To create a more complex animation, wire Import to Projections and then Projections to Include. Wire AutoColor to RubberSheet (Realization category) and then to Normals (Rendering category). RubberSheet will create a deformed surface from data. Normals will create normals on the deformed surface for shading during rendering. The output from Normals should go to Collect. Double-click on Projections. For the fourth input, projection, enter 4, for polar orthographic projections. Do the same for the third input of WorldMapProjections. Double-click on RubberSheet. Enter -0.15 for the scale input, which will provide for a constant scale for all time steps, and hit OK. Double-click on AutoColor and hit the Expand button. Enter a value of 0.65 for the second input, opacity, and hit OK. This will create a translucent surface.
Hit Execute-Once and you will create two surfaces, one for each hemisphere. Open the View Control dialog box (ctrl-v) in the Image window and select Rotate (ctrl-r). Rotate the surfaces away from you so you can see them at an angle that is preferred. Now hit the play button. You will create an animation sequence of these ozone data as pseudo-colored deformed surfaces for the northern and southern hemispheres in polar orthographic projections, registered over an appropriate map.
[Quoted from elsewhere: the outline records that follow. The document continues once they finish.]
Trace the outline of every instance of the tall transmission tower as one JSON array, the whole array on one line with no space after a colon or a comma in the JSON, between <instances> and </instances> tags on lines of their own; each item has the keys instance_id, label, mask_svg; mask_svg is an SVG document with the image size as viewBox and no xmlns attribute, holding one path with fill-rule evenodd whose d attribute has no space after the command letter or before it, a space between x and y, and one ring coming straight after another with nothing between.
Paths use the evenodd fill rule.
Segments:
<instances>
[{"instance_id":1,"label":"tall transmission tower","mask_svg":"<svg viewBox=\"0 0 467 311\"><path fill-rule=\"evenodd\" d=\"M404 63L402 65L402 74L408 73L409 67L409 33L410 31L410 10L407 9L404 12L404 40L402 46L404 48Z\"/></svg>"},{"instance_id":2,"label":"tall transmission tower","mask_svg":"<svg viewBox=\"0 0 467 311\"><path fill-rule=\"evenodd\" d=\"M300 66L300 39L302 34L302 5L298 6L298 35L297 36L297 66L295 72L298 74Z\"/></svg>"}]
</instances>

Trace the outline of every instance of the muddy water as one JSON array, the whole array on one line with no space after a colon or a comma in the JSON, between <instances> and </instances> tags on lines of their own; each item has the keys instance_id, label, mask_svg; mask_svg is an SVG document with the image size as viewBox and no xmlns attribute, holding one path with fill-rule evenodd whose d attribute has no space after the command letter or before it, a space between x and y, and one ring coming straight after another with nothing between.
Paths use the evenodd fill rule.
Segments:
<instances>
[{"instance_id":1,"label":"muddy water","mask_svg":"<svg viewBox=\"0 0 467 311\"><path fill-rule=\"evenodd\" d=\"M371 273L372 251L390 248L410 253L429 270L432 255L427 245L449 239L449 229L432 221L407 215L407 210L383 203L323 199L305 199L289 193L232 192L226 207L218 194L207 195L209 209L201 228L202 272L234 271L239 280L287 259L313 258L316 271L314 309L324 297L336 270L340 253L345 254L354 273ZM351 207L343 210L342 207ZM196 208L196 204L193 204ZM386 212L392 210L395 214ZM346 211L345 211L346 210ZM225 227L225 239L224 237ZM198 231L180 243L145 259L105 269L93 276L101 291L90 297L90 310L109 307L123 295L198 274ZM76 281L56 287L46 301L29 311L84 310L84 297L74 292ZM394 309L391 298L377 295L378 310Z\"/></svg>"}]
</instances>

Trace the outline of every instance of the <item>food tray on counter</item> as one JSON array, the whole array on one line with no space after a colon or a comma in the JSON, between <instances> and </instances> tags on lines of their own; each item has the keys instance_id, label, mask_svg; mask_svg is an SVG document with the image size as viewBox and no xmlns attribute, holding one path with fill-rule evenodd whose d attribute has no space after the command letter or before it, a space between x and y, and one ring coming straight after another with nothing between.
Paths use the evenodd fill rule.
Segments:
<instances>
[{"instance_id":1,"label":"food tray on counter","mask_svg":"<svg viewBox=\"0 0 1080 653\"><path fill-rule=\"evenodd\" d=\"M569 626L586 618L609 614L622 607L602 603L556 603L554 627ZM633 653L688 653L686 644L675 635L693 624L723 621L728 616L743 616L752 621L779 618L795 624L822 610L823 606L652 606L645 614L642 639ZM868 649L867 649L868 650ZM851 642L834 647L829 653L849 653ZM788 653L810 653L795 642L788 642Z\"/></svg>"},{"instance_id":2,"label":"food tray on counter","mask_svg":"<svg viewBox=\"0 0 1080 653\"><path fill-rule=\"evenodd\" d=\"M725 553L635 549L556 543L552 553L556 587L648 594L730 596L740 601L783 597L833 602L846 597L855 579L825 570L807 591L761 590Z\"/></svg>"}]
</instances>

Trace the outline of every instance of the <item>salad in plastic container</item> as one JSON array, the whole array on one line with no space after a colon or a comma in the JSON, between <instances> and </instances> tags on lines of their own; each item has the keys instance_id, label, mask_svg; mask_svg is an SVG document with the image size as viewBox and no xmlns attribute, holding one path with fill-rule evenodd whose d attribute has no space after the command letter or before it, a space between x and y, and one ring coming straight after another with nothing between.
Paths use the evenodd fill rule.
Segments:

The same approach to cartography can be extended into three dimensions. Disconnect the Projections and WorldMapProjections tools. From the Cartography category select Sphere and Globe. Wire Sphere after RubberSheet and before Normals. Connect Globe to the now open second input to Collect. Double-click on Globe and enter a 3 for the second input, reduction. Globe provides an earth globe derived from 30-minute resolution topography data. The reduction input allows you to create a lower-resolution globe. Double-click on RubberSheet. Change the scale to 15.0. Hit the Expand button. Enter a 100 for min and 650 for max to ensure a constant scale range for all the time steps. Double-click on Sphere, which transforms data from cartesian to spherical coordinates. Enter 5200 for the radius of the sphere in km and 1 for the flag to inform Sphere that you want the data to be treated as three-dimensional. If you experiment with this radius value and that of the RubberSheet scale, you can control the relative radial deformation and placement of the spherical shell that will be created. If you would like to incorporate your own color and opacity maps, then replace AutoColor with Colormap (Special category) and Color. If you double-click on Colormap, the Color Map Editor will appear. You can then create your own color and opacity maps. Appropriate minimum and maximum values for these data would be 100 and 650.
In the Image window under Options, select Reset. This will force the program to run and create a new camera view for these data, which will now be shown in spherical, earth-centered coordinates. You may choose to rotate the view to see a different part of the earth by selecting View Control (ctrl-v) under Options in the Image window, followed by selecting Rotate (ctrl-r). After you have an image that you like with the appropriate geographic orientation hit the play button on the Sequencer. An animation will be produced, which will show total ozone circulating around the globe.